DS: They should realize there will be a struggle year in and year out to keep Medicare and Social Security solvent. In 2000, 81 million (81M) Americans over the age of 16 were retired, unemployed, on disability or otherwise not working. Today, there are 101M; 25% growth in 12 years. I calculate that by 2020, there will be 113–114M adults not working.

Yes, some of them will be old and retired, but there will be nearly as many people in the adult population not working as holding jobs. We have only 133M nonfarm payroll jobs in the U.S. economy today. We may be able to increase that to 140M.

It is an impossible equation. Taxes will have to be pushed up. The working-age population will resist and revolt. There will be enormous political conflict and dysfunction. And every year, some of the retired population will find their benefits cut back, in jeopardy or under debate.

I blame the baby boomers who were lured into not saving by low interest rates set by the Fed after 1980. The great middle class stopped saving because they thought they could do it the easy way by huge, bubble-era gains in the value of their homes and in the stock market. Of course, both of those are pipe dreams.

TGR: How are you protecting yourself?

DS: The same thing I have said before: by investing in anything Bernanke cannot destroy, Bernanke standing for the Federal Reserve, for a state that wants to undermine the financial system.

Gold is a good investment over time because sooner or later people will lose confidence in the money-printing central banks of the world. In the long run, the fiat monies will lose their value. In the short run, the only thing you can do is stay liquid, stay out of risky asset markets and try to preserve your wealth. It will be impossible to increase your wealth in the next decade; everything is going to come down.

TGR: Do you see the U.S. or the world returning to gold-backed printing?

DS: That is what we all might devoutly hope for. That is where we were in 1914, when Europe blew it up in the First World War. In the 1920s, there was a futile effort to recreate an open, free trading system with a single gold-backed money that was convertible into all the national currencies at a fixed rate. But England botched the effort by trying to go back on the cheap in the form of the sterling-based gold exchange system, which was just a back-door way for the busted British economy to borrow money from its neighbors and kick the can of financial discipline down the road. That ended in disaster when England defaulted on its obligation to redeem sterling into gold—almost exactly as Nixon did 40 years later with gold and the dollar.

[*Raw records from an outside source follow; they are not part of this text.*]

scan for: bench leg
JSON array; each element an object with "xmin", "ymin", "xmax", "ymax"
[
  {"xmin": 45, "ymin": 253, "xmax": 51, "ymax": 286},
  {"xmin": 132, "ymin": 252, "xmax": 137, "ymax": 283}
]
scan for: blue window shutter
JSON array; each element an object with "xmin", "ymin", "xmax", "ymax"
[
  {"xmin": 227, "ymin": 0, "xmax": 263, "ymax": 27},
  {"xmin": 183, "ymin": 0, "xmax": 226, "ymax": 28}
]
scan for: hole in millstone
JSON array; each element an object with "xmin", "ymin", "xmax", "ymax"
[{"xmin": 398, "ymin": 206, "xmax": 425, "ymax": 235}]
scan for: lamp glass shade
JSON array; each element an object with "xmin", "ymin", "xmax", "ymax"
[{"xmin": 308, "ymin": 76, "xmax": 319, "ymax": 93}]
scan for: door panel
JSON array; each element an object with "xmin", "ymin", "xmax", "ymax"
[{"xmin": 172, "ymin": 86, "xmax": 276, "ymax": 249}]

The British perfidy led to the Great Depression and the rise of Keynesian economics. That led to Nixon closing the gold window and then to the appointment of Greenspan as Fed chairman. That led to the idea that everybody can get wealthier by goosing the stock market. When the stock market and people's paper net worth are going up, the idea is that they should spend to make the economy better. All of that is false economics. It defies the wisdom of the ages.

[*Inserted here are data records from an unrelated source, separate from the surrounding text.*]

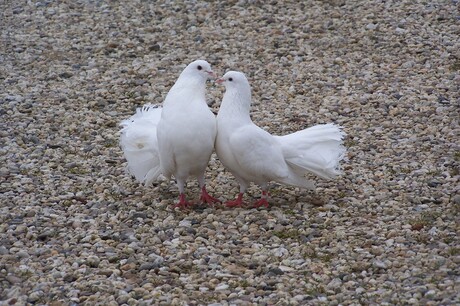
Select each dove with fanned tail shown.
[216,71,346,207]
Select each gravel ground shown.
[0,0,460,306]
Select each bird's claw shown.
[174,194,192,209]
[200,193,220,205]
[225,200,243,207]
[254,198,268,208]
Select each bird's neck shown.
[165,78,206,106]
[218,90,251,122]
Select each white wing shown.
[120,104,162,185]
[229,124,288,183]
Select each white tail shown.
[276,123,346,179]
[120,104,162,185]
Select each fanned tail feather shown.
[120,104,162,185]
[277,123,346,185]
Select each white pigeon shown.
[120,104,161,186]
[120,60,219,208]
[216,71,346,207]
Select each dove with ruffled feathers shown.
[216,71,346,207]
[120,60,219,208]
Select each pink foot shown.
[225,193,243,207]
[174,193,192,208]
[200,186,220,205]
[254,198,268,208]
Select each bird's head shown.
[184,60,216,80]
[216,71,249,89]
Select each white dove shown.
[216,71,346,207]
[120,60,219,208]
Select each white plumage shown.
[120,60,218,207]
[120,104,162,185]
[216,71,346,207]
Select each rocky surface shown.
[0,0,460,305]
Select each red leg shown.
[200,186,220,205]
[225,192,243,207]
[174,193,192,208]
[254,190,268,208]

Can we ever get back to honest money, a gold dollar? I am not sure how to do it, but maybe when the big crash comes, people will see that we need to go back to where we were a long time ago.

TGR: David, thank you for your time and your insights, and good luck with the book.

David Stockman is a former U.S. politician and businessman, serving as a Republican U.S. Representative from the state of Michigan 1977–1981 and as the director of the Office of Management and Budget under President Ronald Reagan 1981–1985. He is the author of "The Triumph of Politics: Why Reagan's Revolution Failed" and "The Great Deformation: The Corruption of Capitalism in America."